Informasi dan data kemajuan akademik yang diperoleh guru dari kegiatan evaluasi (khususnya evaluasi formal) setidaknya dijadikan feed back (umpan balik) untuk melakukan penindaklanjutan proses belajar mengajar. Hasil kegiatan evaluasi juga setidaknya dijadikan pangkal tolak dan bahan pertimbangan dalam memperbaiki atau meningkatkan penyelenggaraan proses belajar mengajar pada masa yang akan datang. Dengan demikian, kegiatan belajar mengajar tidak akan statis, tetapi terus meningkat hingga mencapai puncak kinerja akademik yang sangat didambakan itu.

Menanggapi kembali mengenai perlunya seorang guru yang profesional, penulis berpendapat bahwa guru profesional dalam suatu lembaga pendidikan diharapkan akan memberikan perbaikan kualitas pendidikan yang akan berpengaruh terhadap prestasi belajar siswa.
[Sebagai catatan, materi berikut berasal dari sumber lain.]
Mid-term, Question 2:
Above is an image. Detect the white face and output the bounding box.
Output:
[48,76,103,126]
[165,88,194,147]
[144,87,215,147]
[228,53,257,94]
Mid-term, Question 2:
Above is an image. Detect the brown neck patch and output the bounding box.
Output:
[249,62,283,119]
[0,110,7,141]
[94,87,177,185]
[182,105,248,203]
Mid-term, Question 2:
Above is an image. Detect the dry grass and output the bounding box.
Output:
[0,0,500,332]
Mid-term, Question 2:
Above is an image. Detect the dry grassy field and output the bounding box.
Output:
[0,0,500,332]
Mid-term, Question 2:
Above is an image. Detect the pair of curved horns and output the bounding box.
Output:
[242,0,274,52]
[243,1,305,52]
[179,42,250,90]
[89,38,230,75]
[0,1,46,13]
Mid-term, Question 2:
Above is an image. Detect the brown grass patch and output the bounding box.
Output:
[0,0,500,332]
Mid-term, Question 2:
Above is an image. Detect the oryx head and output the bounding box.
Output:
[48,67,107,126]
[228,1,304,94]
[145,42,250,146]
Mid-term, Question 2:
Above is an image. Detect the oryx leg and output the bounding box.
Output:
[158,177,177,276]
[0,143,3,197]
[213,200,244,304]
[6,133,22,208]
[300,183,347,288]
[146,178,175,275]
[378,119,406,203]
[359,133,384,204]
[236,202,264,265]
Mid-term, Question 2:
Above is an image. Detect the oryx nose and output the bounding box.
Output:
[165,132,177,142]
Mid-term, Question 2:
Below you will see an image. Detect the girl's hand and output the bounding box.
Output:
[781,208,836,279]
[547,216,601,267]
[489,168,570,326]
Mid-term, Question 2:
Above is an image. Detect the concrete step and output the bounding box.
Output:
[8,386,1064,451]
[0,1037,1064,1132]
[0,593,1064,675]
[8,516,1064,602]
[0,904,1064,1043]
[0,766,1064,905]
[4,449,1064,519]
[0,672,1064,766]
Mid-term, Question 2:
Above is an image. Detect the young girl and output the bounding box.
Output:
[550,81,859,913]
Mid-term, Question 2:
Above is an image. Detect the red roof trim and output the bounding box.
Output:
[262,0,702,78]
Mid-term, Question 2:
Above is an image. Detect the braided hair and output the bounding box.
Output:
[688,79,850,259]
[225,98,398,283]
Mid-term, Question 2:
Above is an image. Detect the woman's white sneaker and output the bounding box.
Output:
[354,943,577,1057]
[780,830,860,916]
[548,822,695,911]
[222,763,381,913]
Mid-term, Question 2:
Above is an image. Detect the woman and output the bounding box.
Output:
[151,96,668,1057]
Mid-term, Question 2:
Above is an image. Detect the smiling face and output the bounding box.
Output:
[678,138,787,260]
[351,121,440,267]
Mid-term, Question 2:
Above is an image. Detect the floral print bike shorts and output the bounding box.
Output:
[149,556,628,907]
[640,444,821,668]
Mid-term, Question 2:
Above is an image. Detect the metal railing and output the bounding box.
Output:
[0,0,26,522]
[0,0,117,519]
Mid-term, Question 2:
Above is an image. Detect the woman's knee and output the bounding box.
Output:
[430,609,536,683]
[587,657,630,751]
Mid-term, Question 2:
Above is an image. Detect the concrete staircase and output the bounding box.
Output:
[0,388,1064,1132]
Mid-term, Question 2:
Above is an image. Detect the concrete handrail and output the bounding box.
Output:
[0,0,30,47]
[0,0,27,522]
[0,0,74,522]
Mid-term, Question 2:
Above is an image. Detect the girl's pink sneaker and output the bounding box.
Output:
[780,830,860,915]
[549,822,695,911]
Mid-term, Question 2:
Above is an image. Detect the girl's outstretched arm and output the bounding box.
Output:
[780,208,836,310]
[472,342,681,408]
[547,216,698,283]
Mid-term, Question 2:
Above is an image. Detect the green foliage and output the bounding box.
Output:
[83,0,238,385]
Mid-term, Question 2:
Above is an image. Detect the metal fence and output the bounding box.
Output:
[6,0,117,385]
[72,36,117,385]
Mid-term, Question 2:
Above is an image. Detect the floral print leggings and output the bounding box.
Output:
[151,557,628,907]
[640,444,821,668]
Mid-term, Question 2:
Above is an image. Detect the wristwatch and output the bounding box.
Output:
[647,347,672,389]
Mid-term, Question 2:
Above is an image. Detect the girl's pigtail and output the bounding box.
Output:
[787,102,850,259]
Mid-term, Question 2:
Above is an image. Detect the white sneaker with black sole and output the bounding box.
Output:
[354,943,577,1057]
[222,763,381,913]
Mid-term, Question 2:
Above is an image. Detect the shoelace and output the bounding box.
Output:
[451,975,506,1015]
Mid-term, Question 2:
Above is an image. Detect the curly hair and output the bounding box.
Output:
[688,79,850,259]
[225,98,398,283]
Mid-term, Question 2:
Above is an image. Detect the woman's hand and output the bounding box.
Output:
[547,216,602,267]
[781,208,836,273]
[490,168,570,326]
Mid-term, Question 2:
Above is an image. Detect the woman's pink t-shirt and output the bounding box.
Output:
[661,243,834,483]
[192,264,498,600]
Dengan perbaikan kualitas pendidikan dan peningkatan prestasi belajar, maka diharapkan tujuan pendidikan nasional akan terwujud dengan baik. Dengan demikian, keberadaan guru profesional selain untuk mempengaruhi proses belajar mengajar, guru profesional juga diharapkan mampu memberikan mutu pendidikan yang baik sehingga mampu menghasilkan siswa yang berprestasi. Untuk mewujudkan itu, perlu dipersiapkan sedini mungkin melalui lembaga atau sistem pendidikan guru yang memang juga bersifat profesional dan memeliki kualitas pendidikan dan cara pandang yang maju.